Why it matters: The project by Google Trends, Schema and Axios shows how searches became more specific as infections spread across the United States — documenting Americans' urgency as questions shifted from the general to practical ones about how to protect themselves and how to get tested.
- The research pulled from more than 51,000 of the top-searched Google "what is," "what are" and "how to" queries in states across the U.S. from Jan. 20. through April 24, and analyzed the more than 22,000 that were coronavirus-related.
- "How to make a face mask with fabric," on April 8, stands as the most widely-asked coronavirus search in any single day — appearing as a top search in 48 states.
What they're saying: This data gives an intimate look at how individuals have reacted to the uncertainty as the virus cases have risen, Schema founder Christian Marc Schmidt said.
- "We were surprised to find distinct regional patterns over time that reflected the spread of the virus," Schmidt said.
The big picture: Coronavirus-related Google searches have surged since January, with Feb. 26 the turning point at which "coronavirus" began to surpass three typical top Google searches nationally — "Facebook," "YouTube" and "Amazon" — according to Google Trends data.
Between the lines: The search trends also signal how widely people are heeding (or at least hearing) the advice from public health officials, who early on urged Americans to wash their hands, and more recently to wear masks in public.
What they're googling: Americans across the states began searching for basic information about the virus even before it began spreading in the U.S.
- "What is a pandemic?" and "What are the symptoms of the coronavirus?" began rising and spreading through the U.S. in January and February.
- But the searches became more narrow, personal and actionable following states' first confirmed coronavirus case — shifting to more "how to" queries.
With the first report of a confirmed U.S. coronavirus-related death on Feb. 29, queries took on a new sense of immediacy. People sought more information about specific symptoms. They searched, "What is a dry cough" and "What is considered a fever."
- After LabCorp and Quest Diagnostics launched coronavirus tests for commercial use on March 5, searches for "How to get tested" for coronavirus started to surge in a handful of states, then spread to others.

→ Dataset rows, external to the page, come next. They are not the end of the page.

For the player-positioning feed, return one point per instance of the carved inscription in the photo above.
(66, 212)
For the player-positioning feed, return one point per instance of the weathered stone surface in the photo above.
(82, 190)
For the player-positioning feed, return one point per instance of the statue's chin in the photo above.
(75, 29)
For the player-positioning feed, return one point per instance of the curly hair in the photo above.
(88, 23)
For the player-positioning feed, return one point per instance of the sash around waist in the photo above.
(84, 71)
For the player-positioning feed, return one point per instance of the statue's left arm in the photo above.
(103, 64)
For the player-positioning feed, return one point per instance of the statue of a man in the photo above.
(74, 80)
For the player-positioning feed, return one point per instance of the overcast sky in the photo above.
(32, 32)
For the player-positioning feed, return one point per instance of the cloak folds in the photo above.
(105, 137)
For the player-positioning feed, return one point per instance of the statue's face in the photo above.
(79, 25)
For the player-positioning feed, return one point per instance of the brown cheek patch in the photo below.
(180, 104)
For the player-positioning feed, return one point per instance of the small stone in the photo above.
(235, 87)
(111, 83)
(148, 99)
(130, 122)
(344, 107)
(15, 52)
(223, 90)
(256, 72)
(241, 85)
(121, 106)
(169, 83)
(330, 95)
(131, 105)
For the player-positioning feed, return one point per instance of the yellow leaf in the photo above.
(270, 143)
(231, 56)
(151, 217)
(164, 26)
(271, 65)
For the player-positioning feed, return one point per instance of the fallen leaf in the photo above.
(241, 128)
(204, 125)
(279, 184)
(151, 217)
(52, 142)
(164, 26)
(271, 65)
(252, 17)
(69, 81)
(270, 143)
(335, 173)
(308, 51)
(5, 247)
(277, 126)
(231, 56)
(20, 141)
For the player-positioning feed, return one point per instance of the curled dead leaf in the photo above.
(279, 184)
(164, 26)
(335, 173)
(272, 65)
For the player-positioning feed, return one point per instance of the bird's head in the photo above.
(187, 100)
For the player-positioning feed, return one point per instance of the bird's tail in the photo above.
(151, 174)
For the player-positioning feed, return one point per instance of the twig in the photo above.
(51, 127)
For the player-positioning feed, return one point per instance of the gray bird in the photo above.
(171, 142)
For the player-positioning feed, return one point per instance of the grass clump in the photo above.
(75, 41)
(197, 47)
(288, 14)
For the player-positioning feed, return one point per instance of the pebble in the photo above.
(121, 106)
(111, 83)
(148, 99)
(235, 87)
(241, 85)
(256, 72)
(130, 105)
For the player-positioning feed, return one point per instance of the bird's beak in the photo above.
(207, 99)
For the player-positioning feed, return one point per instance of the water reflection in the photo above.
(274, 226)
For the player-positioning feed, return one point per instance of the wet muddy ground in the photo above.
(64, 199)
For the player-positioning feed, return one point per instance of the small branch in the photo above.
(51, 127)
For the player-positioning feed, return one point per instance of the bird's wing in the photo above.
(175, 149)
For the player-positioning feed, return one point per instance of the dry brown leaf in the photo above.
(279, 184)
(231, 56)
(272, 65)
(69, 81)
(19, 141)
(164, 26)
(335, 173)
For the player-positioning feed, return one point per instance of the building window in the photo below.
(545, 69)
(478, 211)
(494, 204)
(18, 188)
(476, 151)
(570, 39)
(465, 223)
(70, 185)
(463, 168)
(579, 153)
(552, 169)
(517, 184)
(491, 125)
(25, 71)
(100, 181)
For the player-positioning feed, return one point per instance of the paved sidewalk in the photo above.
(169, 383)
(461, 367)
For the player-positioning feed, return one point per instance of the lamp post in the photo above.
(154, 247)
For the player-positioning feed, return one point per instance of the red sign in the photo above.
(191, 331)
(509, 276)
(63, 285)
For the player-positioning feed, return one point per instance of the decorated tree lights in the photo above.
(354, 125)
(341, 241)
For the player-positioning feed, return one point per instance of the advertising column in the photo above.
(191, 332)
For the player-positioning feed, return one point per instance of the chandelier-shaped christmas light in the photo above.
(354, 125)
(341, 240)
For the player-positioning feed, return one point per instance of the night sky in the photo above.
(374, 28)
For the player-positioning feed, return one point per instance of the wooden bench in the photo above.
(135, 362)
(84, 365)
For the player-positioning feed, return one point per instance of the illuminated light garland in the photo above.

- As states issued shelter-in-place orders, questions about the government's response to coronavirus and the economic impact began to rise.
- The New York Times reported on the hand sanitizer shortage on March 11. A week later, "How to make hand sanitizer" was a top search in 46 states.
- "What is a national emergency," Americans began googling in the days after President Trump proclaimed one on March 13.
- "What is martial law?" became a top search in 43 states on March 22nd.
Searches about working and socializing from home began to rise in late March, with questions like, "How to group Facetime?" and "What is remote learning?"
As the economy reeled, and the White House and Congress focused on relief for individuals and businesses, top searches in states turned to: "What is a bear market?" "What is a recession?" "What is a payroll tax cut?"
- In recent weeks, Americans have pummeled Google with questions about how to make masks, how to apply for unemployment and how to get their stimulus check.
Methodology: Of a total of 51,680 top daily "what is," "what are," and "how to" Google searches by state that were pulled for the project, 22,072 were COVID-19 related. Identical top COVID-19 searches in different states were then consolidated by date, creating 4,278 daily unique queries.
- These were manually categorized into “how to” or “what is/are” questions. They were further divided into six categories based on how the queries related to coronavirus.